She re-developed exertional angina in December 2013. CAG showed totally occluded Left Circumflex Artery (LCX) (Figure 2F). OCT revealed severe intimal fibrous proliferation (Figure 2G). Another DES (Xience Prime, 3.5×15 mm; Abbott Laboratories, USA) was implanted (LCX to LM) (Figure 2H). Tests for autoantibodies and inflammatory factors were still negative. CYP2C19, PON1 and ABCB1 genes (clopidogrel absorption and metabolism) were all wild type. Thromboelastography showed good response to aspirin and clopidogrel.
She had recurrent exertional angina in June 2014. CAG showed intra-stent restenosis (ISR, 99%) in the LAD (Figure 2I). IVUS showed severe intimal fibrous proliferation (Figure 2J). A DES (Promus Element, 4×12 mm; Boston Scientific Corporation, USA) was implanted (Figure 2K). CRP and ESR were both normal, and LDL-C was 1.59 mmol/L. Coronary enhanced CT showed patent stents in the left coronary artery in November 2015 (Figure 2L and 2M).
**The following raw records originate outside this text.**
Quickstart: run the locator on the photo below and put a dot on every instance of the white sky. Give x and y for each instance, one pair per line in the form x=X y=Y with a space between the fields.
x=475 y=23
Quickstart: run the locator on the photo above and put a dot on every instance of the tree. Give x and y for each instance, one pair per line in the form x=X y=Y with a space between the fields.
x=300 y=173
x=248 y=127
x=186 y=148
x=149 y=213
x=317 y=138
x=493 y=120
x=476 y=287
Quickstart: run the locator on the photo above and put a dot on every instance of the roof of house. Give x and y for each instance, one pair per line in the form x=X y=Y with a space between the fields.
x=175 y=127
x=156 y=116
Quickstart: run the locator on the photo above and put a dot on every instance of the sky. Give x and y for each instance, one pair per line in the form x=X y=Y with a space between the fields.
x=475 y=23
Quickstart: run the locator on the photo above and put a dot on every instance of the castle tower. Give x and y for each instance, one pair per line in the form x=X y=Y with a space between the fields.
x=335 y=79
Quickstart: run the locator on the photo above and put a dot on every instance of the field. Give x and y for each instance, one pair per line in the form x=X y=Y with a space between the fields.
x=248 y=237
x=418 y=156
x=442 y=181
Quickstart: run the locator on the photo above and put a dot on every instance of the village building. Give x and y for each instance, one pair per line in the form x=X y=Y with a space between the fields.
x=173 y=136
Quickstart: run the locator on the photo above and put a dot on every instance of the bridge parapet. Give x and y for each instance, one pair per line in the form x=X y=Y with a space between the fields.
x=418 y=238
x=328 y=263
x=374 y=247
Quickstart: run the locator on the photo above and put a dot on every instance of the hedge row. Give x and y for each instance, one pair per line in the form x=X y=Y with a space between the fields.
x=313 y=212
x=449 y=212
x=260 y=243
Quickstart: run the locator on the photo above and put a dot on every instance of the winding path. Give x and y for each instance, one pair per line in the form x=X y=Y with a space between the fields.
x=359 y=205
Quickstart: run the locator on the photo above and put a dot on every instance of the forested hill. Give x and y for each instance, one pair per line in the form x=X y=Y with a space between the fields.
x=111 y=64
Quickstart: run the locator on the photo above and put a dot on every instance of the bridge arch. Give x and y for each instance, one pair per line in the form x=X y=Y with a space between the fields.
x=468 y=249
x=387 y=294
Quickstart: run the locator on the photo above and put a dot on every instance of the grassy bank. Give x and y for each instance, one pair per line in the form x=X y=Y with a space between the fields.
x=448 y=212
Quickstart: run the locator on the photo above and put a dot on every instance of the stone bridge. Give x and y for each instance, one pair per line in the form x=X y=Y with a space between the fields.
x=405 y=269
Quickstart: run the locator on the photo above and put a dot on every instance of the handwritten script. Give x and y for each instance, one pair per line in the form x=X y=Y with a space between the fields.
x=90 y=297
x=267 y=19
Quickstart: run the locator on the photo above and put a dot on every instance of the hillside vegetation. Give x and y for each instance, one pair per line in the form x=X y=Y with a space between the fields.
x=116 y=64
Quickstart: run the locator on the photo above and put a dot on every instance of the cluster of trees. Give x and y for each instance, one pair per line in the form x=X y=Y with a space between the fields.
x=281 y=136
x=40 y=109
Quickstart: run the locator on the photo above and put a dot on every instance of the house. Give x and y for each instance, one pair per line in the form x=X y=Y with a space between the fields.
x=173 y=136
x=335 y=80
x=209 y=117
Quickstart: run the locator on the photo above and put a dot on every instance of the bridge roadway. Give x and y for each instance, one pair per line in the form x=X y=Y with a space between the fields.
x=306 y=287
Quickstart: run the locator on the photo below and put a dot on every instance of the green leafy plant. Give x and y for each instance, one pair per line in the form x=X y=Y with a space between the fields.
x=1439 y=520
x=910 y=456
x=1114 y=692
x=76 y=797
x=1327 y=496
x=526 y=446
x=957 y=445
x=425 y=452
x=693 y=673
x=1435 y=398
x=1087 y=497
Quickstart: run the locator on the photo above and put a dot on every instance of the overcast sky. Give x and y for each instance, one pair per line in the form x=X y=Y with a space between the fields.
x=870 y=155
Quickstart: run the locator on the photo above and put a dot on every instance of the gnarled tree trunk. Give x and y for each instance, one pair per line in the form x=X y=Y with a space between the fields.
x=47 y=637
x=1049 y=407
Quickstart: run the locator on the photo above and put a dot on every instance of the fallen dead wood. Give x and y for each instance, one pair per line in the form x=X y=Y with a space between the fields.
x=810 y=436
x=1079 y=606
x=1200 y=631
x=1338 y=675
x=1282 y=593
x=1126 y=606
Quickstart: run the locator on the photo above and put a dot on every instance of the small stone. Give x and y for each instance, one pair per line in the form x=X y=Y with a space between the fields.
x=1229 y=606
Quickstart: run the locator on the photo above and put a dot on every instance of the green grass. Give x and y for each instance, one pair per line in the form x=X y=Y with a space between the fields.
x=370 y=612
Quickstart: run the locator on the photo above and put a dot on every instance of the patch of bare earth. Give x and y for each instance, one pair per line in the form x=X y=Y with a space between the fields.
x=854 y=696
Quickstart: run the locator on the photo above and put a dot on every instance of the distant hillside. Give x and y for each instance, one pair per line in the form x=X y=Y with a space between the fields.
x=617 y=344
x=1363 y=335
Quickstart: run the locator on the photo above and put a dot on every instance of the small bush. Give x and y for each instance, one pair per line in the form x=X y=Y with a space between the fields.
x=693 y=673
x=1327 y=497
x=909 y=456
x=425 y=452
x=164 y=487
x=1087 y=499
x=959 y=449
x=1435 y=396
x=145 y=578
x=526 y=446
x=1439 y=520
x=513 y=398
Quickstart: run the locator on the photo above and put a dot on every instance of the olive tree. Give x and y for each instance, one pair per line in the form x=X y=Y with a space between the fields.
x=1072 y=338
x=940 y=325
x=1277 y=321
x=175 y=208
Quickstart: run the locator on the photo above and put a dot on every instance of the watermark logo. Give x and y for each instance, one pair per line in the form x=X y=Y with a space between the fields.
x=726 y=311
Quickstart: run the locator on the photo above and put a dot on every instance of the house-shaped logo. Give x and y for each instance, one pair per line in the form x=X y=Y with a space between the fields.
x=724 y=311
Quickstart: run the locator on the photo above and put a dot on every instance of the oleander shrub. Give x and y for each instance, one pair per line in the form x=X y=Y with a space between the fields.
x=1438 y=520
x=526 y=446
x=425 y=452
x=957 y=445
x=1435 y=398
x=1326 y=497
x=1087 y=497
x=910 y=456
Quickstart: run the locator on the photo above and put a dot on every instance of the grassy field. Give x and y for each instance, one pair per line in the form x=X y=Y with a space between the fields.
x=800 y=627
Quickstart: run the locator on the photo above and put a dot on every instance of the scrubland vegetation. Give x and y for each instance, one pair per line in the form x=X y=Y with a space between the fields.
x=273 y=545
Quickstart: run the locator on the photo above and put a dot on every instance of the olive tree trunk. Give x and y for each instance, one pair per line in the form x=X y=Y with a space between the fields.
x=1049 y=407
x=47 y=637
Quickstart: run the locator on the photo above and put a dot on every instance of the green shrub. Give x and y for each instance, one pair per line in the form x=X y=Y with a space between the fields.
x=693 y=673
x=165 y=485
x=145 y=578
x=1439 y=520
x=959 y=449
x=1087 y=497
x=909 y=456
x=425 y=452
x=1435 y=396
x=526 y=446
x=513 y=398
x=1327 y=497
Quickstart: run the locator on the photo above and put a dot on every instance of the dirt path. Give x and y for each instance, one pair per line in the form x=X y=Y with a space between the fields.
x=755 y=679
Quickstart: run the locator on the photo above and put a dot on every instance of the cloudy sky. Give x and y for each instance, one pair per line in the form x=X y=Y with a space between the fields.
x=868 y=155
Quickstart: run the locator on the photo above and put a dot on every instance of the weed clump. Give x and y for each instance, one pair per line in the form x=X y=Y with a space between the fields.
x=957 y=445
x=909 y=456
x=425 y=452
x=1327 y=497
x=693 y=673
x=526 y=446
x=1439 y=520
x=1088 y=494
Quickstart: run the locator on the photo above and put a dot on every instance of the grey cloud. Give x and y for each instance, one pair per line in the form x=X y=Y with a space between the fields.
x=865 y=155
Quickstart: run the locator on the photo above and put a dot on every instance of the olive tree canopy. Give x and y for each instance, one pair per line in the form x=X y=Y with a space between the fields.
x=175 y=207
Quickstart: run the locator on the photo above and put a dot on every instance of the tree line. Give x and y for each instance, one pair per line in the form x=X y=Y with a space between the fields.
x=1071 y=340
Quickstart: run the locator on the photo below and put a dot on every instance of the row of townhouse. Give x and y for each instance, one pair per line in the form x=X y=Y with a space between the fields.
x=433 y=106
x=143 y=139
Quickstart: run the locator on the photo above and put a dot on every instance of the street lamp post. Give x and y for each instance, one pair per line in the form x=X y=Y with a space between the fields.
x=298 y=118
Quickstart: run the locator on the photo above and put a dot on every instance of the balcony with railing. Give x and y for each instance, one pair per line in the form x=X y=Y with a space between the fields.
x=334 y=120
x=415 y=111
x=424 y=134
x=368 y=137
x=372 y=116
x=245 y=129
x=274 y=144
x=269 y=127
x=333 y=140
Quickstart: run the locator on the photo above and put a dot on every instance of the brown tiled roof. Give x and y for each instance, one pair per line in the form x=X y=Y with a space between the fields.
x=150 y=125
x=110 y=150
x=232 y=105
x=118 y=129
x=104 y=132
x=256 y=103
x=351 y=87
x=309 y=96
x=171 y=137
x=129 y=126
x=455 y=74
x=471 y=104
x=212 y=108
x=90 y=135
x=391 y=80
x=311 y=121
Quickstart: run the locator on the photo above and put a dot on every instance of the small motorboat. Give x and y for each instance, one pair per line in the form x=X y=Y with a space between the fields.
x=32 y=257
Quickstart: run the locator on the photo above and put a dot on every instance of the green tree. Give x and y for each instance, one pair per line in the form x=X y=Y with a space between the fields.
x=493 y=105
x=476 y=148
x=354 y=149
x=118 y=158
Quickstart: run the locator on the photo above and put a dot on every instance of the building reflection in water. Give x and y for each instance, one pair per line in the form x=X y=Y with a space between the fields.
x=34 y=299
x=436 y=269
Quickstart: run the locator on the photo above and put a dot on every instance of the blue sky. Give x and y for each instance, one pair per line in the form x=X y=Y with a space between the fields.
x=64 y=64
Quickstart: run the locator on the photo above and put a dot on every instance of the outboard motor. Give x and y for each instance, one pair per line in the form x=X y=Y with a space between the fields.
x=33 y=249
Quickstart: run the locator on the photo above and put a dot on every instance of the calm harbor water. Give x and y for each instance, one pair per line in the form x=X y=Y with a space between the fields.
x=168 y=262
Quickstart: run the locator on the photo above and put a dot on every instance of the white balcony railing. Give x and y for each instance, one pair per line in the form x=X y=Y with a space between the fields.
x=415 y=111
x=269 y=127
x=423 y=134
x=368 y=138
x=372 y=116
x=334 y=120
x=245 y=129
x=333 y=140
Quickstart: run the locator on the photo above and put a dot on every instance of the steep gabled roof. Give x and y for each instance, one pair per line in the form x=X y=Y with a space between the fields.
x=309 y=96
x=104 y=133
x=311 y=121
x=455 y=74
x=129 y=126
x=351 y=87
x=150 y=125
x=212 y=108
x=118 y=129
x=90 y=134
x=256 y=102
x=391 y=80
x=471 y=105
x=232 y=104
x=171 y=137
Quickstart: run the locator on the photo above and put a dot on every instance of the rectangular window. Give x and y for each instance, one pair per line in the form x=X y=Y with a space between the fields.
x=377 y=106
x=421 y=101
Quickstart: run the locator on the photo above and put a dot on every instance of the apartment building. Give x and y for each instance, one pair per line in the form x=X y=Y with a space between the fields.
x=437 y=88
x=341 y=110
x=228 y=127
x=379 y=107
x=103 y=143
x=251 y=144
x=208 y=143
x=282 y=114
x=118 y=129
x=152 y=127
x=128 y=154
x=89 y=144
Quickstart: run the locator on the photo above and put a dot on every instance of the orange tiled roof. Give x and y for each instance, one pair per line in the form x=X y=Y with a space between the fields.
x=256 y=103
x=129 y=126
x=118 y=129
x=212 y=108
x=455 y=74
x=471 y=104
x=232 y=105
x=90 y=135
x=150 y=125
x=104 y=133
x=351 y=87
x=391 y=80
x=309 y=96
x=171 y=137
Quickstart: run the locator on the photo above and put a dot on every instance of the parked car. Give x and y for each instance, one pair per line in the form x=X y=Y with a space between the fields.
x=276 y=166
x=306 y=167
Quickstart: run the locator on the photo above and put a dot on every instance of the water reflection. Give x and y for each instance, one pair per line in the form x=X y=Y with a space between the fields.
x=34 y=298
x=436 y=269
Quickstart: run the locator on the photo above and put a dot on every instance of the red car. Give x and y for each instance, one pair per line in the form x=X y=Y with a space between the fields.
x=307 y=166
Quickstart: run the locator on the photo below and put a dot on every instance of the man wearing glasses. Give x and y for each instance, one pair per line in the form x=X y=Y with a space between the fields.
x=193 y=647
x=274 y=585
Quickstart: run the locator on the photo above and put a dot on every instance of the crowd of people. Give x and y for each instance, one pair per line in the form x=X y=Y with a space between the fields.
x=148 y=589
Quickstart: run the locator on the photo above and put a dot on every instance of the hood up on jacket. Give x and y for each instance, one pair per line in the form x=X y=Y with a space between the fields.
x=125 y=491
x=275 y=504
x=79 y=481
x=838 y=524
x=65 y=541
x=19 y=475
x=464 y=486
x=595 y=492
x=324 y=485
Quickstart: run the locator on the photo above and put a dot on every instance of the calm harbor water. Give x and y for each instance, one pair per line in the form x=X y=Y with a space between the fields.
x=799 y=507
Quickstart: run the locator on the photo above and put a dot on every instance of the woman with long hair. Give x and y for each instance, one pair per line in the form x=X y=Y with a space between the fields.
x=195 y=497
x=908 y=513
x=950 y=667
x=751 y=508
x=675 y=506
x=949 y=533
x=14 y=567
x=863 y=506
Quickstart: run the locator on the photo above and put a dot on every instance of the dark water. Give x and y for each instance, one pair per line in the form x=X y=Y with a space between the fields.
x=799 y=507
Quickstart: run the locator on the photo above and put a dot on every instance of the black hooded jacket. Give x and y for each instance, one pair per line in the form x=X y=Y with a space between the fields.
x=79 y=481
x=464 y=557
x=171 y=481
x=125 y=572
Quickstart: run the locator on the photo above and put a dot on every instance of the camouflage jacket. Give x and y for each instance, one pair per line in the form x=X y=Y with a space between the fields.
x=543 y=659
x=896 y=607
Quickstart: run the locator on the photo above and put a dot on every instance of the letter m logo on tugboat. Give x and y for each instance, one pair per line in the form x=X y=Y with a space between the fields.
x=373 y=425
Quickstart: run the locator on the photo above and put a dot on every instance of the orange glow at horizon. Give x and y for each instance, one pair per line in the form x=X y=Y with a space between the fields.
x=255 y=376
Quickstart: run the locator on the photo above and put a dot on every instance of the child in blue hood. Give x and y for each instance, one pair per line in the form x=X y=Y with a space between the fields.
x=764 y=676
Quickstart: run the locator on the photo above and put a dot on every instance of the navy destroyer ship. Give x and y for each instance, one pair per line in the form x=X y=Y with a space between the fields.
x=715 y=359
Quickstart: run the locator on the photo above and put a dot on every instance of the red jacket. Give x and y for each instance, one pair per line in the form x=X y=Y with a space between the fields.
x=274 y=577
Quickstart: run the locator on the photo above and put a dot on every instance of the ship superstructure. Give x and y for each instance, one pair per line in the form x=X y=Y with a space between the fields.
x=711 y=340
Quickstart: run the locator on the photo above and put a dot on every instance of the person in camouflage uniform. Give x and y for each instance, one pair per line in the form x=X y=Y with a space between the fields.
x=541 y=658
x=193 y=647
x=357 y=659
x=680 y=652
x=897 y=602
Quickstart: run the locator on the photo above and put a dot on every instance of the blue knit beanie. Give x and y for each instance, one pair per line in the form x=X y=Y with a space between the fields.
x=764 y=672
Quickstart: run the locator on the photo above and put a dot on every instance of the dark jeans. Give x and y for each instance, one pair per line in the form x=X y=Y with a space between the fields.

Exertional angina was re-diagnosed in February 2017. CAG showed severe ISR in LM and LCX (Figure 2N). She underwent Coronary Artery Bypass Grafting (CABG) in March 2017 (left internal mammary artery to LAD, right internal mammary artery from aorta to obtuse marginal branch, and external femoral artery from aorta to diagonal branch). Pathology showed no aortic wall inflammation or atherosclerosis. Unfortunately, angina occurred again 3 weeks after CABG. Enhanced CT and CAG revealed severe anastomotic stenosis (90%) in three grafts (Figure 2O, 2P and 2Q). Autoantibodies, proteins C and S, anti-thrombin III, ESR and CRP remained negative. However, TNF-a, IL-6, IL-8 and IL-10 amounts were increased (Table 2). Rheumatologists highly suspected arteritis, and prednisone (10 mg Qd, add to 30 mg Qd) and mycophenolate mofetil (1g Bid) were administered. TNF-a and interleukin amounts gradually decreased, and angina disappeared with daily activities one month later. Glucocorticoid and immunosuppressor administration were continued and adjusted according to the levels of inflammatory factors. Enhanced CT in May 2018 showed severe ISR in the LM, LAD and LCX, occluded bypass grafts in the LAD and diagonal branch, and severe distal anastomotic stenosis in the obtuse marginal branch (Figure 2R, 2S and 2T).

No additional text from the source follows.